8/9/11

DRIVING IN RALEIGH IN 1942



(This is another one of Pop's stories. He left home at age 15 to work in the shipyards in Brunswick, Georgia. He was driving in Raleigh before that age.)

I didn't know anything about driving licenses back then when I left for Brunswick, Georgia. Didn't know you were supposed to have one. Hell, I'd owned a car by then. I bought an old '31 Pontiac from a fellow back there in the woods. Way back in there. The damn thing would run. So that's all that needed to be. I paid him thirty-five dollars for it, something like that. If it ever had a title to it I don't remember it. I finally sold it to somebody for seventy-five dollars.

But I wasn't even aware of the fact that you were supposed to have a driver's license or that there was supposed to be a license on a car. There weren't but about thirty-five patrolmen in the whole state of North Carolina. And the speed limit was 55 back then, and there won't no way in the world you could hardly find anything that would run 55 miles an hour.

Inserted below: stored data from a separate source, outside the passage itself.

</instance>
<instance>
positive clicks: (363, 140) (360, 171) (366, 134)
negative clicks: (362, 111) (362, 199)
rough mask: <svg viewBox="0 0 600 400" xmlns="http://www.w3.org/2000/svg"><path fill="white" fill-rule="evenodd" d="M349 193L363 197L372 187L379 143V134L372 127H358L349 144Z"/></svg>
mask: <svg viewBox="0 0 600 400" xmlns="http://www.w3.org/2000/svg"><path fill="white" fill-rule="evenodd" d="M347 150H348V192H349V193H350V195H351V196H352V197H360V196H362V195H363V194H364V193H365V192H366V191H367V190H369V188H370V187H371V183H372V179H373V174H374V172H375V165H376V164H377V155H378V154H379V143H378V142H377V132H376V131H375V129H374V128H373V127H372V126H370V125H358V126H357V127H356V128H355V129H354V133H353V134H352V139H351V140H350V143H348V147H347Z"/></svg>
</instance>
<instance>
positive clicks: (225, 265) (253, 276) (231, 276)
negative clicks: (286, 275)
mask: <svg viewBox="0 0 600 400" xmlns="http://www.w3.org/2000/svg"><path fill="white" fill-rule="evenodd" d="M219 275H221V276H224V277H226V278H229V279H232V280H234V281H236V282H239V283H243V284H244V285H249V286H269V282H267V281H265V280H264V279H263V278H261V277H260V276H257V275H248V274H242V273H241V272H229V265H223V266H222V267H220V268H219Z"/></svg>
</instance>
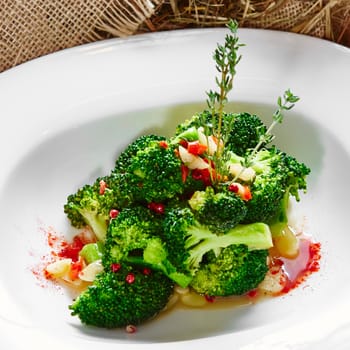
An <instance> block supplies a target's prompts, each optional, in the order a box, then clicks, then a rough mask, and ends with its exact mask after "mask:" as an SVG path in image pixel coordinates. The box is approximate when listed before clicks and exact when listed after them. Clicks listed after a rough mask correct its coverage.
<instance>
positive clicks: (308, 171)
mask: <svg viewBox="0 0 350 350" xmlns="http://www.w3.org/2000/svg"><path fill="white" fill-rule="evenodd" d="M251 168H253V169H254V171H255V173H256V177H255V180H254V182H253V183H252V185H251V193H252V199H251V200H249V201H247V202H246V205H247V209H248V210H247V215H246V216H245V218H244V220H243V221H244V222H245V223H249V222H258V221H259V222H265V223H269V224H270V223H272V222H273V221H275V218H276V216H278V215H280V212H281V207H283V208H285V202H284V201H285V200H287V201H288V199H289V195H291V196H294V197H295V198H296V200H299V191H300V190H302V191H306V176H307V175H308V174H309V172H310V169H309V168H308V167H307V166H306V165H305V164H304V163H301V162H298V161H297V160H296V159H295V158H293V157H292V156H290V155H287V154H286V153H284V152H282V151H280V150H278V149H277V148H276V147H271V148H269V149H263V150H261V151H259V152H257V154H256V155H255V157H254V159H253V160H252V165H251Z"/></svg>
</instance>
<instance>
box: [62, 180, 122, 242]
mask: <svg viewBox="0 0 350 350" xmlns="http://www.w3.org/2000/svg"><path fill="white" fill-rule="evenodd" d="M101 181H104V180H103V179H102V178H98V179H97V180H96V181H95V183H94V184H93V185H90V184H87V185H84V186H83V187H81V188H79V189H78V191H77V192H76V193H74V194H70V195H69V196H68V198H67V202H66V203H65V204H64V212H65V213H66V215H67V217H68V219H69V220H70V222H71V224H72V226H74V227H77V228H81V227H84V226H86V225H88V226H90V227H91V229H92V231H93V232H94V233H95V235H96V237H97V238H98V240H100V241H104V239H105V236H106V232H107V226H108V222H109V213H110V210H111V209H112V208H114V207H116V205H117V203H116V197H115V193H114V192H113V190H111V189H110V188H106V189H104V190H103V191H102V190H101V185H100V183H101Z"/></svg>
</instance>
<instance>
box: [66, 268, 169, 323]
mask: <svg viewBox="0 0 350 350" xmlns="http://www.w3.org/2000/svg"><path fill="white" fill-rule="evenodd" d="M173 288H174V283H173V282H172V281H171V280H170V279H168V278H167V277H166V276H164V275H163V274H162V273H161V272H157V271H152V270H149V269H147V270H139V269H136V268H134V267H130V266H127V265H120V266H118V267H117V266H116V267H115V269H114V271H111V270H107V271H103V272H102V273H100V274H99V275H97V277H96V279H95V280H94V282H93V284H92V285H90V286H89V287H88V288H87V289H86V290H84V291H83V292H82V293H81V294H80V295H79V296H78V297H77V298H76V299H75V300H74V301H73V303H72V304H71V305H70V306H69V309H70V310H71V314H72V315H73V316H78V317H79V318H80V320H81V322H82V323H84V324H86V325H90V326H96V327H102V328H119V327H125V326H128V325H138V324H140V323H143V322H145V321H147V320H149V319H151V318H153V317H155V316H156V315H157V314H159V313H160V312H161V311H162V310H163V309H164V308H165V306H166V305H167V303H168V301H169V298H170V296H171V295H172V293H173Z"/></svg>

If you did, you couldn't have stayed on the road.

That first streak of highway out of Raleigh, old 70 highway from Raleigh to Clayton, was the first road that was paved in North Carolina. And they paved it just the way the hog path went. It was so hilly and crooked there won't no way in hell you could run 55 miles an hour. But all along, you'd see the speed limit sign, 55. And finally, on Water Creek Hill, they put a sign at 45 miles an hour. That was a big joke, because there won't no way in the world nobody could run 45 miles an hour. Didn't have nothing strong enough to run up that hill that fast. Everybody thought they were going to get tickets because they couldn't run 45 miles an hour.